I don't think I've ever seen necromancy done with the idea of "weak units, but no logistics trail." Give me a necromancer simulator where I'm playing cat and mouse with a kingdom that has to stand down its levies for planting and harvest, and whose knights get tired of chasing shadows. The necromancer's skeletons are technically stronger than standard kingdom infantry, but are too stupid and disorganized to win a 50-on-50 battle against fresh humans without clever pre-planning by the necromancer. The necromancer has no super units, but his armies don't have to eat or rely on a logistics train, while the kingdom's farmland is vulnerable.

Age of Wonders II: The Wizards Throne and Shadow Magic had some fun ideas with magical buildings. Late game cities have wizard towers, which expand your domain, and can be upgraded to enchant the units in them during combat, have magic turrets, and have teleport gates letting you move large armies around instantly. Your domain is the range you can cast spells in, and spreads your domain spells, like the Domain of Poison spell poisons all enemies inside.

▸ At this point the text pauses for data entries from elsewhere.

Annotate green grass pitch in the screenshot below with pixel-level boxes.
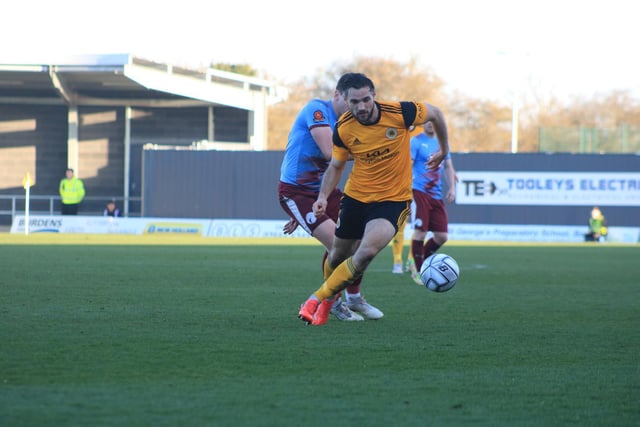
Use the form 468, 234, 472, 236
0, 234, 640, 427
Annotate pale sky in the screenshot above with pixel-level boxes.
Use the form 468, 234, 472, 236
0, 0, 640, 100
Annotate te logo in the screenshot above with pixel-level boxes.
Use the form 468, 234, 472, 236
462, 180, 498, 196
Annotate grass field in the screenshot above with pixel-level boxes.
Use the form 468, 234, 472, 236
0, 234, 640, 426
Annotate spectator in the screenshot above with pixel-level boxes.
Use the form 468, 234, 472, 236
60, 168, 85, 215
104, 200, 120, 218
584, 206, 607, 242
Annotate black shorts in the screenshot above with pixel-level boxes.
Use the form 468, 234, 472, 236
336, 195, 411, 240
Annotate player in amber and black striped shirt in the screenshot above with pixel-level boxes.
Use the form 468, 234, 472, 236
298, 73, 449, 325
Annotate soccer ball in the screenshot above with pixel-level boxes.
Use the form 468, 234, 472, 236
420, 253, 460, 292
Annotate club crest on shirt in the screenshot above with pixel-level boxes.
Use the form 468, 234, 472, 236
313, 110, 327, 122
304, 212, 317, 224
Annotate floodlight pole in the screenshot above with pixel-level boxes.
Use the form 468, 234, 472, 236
511, 95, 520, 153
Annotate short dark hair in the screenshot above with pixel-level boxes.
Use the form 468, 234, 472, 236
336, 73, 376, 96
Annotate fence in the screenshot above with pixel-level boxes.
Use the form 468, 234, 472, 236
540, 124, 640, 154
0, 195, 142, 225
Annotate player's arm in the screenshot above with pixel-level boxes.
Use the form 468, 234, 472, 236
421, 103, 449, 169
310, 126, 333, 160
313, 157, 346, 217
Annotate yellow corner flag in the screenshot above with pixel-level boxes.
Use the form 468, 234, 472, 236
22, 172, 35, 190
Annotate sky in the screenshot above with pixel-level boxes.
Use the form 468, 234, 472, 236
0, 0, 640, 101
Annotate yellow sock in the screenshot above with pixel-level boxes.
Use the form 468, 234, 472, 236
322, 257, 334, 280
313, 257, 360, 301
391, 230, 404, 264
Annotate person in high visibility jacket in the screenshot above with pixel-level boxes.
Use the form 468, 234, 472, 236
60, 168, 85, 215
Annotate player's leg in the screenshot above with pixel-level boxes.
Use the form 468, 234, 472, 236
411, 190, 431, 272
347, 203, 410, 319
391, 217, 407, 274
423, 200, 449, 259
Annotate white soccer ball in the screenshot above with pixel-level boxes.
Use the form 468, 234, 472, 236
420, 253, 460, 292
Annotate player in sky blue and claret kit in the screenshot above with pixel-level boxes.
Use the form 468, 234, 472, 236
411, 122, 456, 285
278, 75, 383, 321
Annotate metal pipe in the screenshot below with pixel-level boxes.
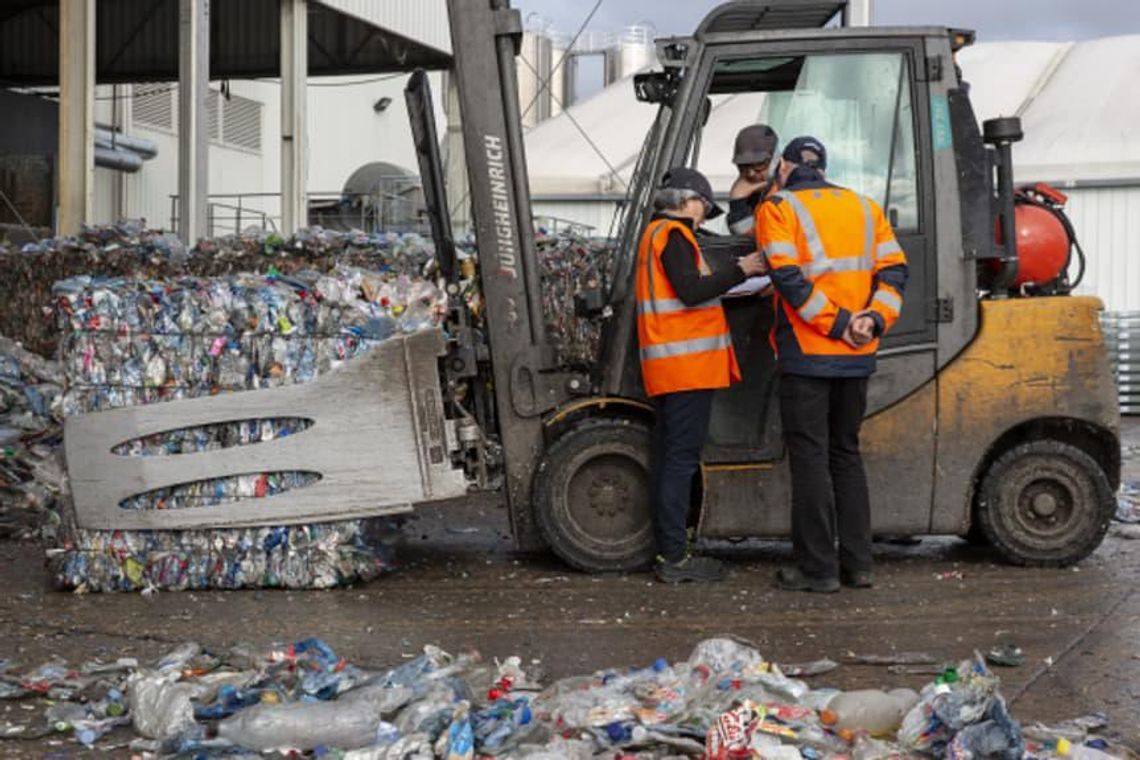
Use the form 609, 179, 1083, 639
95, 145, 143, 172
95, 125, 158, 158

I want to see that explored further, and with cities choosing what effects they spread, instead of the wizard. Let me build an enchanter's guild in a city to enchant 10 nearby units per turn with flaming swords for 3 turns. Or have its wizards automatically cast a Rain of Fire spell at nearby enemies every turn. Have it turn its magic towards the economy, using fire magic to smelt expensive luxury alloys for money, or terraform a nearby tundra into useful farmland for another city.
It's not esoteric magic, but outside of RPGs, it's rare enough to count: Show what it looks like when every city can have a school training wizards.